Miss Slessor told of a Christian man who had presented twenty-seven children of his own for baptism the day he was baptised himself. Another man came up once to Arochuku asking Miss Slessor to follow him to his home. She went up with Mr Wilkie. He took them into his semi-European house with a court, in which stood a table and chairs. They sat down, and a box was brought forward in which were some books, a Bible, catechism, an ink bottle, etc. They asked whose box it was. “My boy’s,” was the reply. “Where is your boy?” “My boy is dead. I had a son, and I thought he would bury me when I was dead. There is nothing I have left undone. I got Christian traders to come in and teach him, and I got another boy taught with him to keep him company. *I want God*” the man continued fiercly, “and you won’t leave me till I find Him.” Miss Slessor said, “Oh, father, God is here! He is waiting for you.” Half-an-hour later a silent company went away, but the man got God: of couse he did. Now he is a Christian. He has twins living there that he has taken in from Ibibio. The gospel is the power of God unto salvation to every one that believeth.
We hold the money and the power, and we hold everything, and what are we going to do with that great land? It is not twenty men or a score of women that we want; it is a *host* to take possession of it for Christ. This is a new opportunity. Something more than money is wanted, and a kneeling prayer of a few monutes twice daily. We have not learned to pray yet. If we had a praying people we would have a missionary Church and a victorious Church. The Church will have to set times apart just for praying, and keep on. The command is, “Teach them to observe all things whatsoever I have commanded you.” Teach them by prayer and by the power of the Holy Ghost. If we are in living union with Christ, the men and women and money will come. May it be that Calabar will be marvellously helped by the faith and love of the Church.

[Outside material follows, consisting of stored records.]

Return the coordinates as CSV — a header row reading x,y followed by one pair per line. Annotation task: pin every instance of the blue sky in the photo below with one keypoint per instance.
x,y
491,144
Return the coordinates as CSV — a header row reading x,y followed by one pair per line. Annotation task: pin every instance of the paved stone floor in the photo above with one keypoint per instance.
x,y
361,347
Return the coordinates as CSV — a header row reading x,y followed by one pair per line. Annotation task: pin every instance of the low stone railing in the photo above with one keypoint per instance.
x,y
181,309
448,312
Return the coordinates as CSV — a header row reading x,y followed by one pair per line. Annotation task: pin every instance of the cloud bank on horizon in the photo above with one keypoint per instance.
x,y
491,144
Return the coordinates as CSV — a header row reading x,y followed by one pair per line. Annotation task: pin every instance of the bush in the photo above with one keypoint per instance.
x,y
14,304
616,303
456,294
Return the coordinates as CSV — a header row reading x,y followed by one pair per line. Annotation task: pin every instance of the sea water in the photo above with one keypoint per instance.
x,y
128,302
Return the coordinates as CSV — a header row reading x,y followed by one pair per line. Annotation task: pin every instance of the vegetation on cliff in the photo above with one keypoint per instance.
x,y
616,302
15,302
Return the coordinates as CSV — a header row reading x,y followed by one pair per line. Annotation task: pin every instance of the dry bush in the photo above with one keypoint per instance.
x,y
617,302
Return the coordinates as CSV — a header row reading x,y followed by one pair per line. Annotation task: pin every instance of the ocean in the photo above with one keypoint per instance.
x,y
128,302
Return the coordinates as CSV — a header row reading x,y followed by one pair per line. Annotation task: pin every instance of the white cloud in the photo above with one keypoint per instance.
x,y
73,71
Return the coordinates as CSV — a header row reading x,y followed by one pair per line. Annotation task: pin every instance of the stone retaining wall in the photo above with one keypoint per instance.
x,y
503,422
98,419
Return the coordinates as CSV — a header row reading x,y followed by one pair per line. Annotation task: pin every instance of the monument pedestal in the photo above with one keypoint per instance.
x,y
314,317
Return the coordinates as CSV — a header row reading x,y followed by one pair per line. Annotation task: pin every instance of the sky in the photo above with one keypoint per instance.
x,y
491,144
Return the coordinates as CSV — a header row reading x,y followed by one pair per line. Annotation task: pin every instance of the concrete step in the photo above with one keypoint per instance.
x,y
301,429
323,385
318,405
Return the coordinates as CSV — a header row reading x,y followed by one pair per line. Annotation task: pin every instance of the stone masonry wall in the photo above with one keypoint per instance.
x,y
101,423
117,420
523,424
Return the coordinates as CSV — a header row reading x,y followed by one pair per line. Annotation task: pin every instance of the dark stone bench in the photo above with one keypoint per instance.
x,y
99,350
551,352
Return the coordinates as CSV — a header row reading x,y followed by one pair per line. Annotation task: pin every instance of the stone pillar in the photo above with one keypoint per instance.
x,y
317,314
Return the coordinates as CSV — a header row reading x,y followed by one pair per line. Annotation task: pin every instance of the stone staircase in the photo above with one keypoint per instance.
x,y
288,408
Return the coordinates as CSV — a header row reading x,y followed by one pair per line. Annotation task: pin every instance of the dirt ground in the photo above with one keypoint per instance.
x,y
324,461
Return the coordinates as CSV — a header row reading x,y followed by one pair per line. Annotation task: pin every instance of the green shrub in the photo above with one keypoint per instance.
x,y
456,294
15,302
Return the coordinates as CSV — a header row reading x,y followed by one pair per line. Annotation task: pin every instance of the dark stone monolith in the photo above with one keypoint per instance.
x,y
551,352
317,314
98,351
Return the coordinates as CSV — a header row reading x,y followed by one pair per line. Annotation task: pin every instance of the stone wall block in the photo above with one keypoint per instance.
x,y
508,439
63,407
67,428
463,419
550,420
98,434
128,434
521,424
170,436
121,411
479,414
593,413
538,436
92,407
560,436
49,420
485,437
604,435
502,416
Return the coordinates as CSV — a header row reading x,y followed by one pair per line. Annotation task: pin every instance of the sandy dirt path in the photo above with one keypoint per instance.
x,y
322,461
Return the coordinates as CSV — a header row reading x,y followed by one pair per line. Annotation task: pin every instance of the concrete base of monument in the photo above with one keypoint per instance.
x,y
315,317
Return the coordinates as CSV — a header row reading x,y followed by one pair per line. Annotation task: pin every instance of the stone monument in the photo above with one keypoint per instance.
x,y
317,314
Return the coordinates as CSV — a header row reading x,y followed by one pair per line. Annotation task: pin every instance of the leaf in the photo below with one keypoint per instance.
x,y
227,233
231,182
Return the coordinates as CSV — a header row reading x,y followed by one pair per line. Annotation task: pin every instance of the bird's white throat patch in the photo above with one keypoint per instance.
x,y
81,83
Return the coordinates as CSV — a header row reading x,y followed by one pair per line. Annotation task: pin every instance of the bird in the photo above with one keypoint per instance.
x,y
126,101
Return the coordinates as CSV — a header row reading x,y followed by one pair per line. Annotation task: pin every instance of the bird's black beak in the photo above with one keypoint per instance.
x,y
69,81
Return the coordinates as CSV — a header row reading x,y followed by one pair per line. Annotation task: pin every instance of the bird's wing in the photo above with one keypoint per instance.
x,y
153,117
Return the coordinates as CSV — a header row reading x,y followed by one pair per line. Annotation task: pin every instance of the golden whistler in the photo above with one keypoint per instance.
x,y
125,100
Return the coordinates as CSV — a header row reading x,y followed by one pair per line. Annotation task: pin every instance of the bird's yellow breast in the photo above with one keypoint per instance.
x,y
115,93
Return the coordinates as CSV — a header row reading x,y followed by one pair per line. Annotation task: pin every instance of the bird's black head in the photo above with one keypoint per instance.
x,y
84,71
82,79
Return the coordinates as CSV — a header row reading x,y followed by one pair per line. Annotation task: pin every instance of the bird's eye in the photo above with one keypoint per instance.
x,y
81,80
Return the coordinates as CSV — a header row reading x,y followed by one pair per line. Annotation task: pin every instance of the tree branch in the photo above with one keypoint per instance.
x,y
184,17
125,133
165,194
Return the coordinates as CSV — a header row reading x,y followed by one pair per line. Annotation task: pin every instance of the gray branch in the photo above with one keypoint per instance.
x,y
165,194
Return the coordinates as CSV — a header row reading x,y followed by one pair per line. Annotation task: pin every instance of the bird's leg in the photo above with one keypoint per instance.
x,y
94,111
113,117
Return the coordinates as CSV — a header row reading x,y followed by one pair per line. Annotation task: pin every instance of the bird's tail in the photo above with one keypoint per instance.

Mrs. Duncan M’Laren said Miss Slessor’s dauntless spirit was clamouring to be back in Africa. Africa claimed her, and for Africa she was eager to labour on to the end. We were there not to praise her, but to praise her Lord, the Lord who has guided her, and whose gift she is to our Church, and who has kept her through manifold dangers safe to this hour. There are times when the beckoning hand is seen, when the voice is heard distinctly, “Speak unto the children of Israel that they go forward.” There are also times when it needs the God-given vision to see the guiding hand. We feel that our friend has this vision, and she at least has not been disobedient to the heavenly vision. We all feel humbled when we hear what she and her brave colleagues have done. Do we not feel that we must make a great change in our policy after this night?
We say farewell to Miss Slessor, praying to God that it may indeed be a “faring well” with her to the end of the journey. May we so hold the ropes that when she comes again bringing her sheaves with her, we may in a humble measure rejoice with her. In God’s keeping we may safely leave her, praying that the Lord may preserve her going out from this time “even for evermore.”
Enthusiastic meetings in connection with Miss Slessor’s return to West Africa, and the forward movement there, have also been held in Glasgow and in Aberdeen.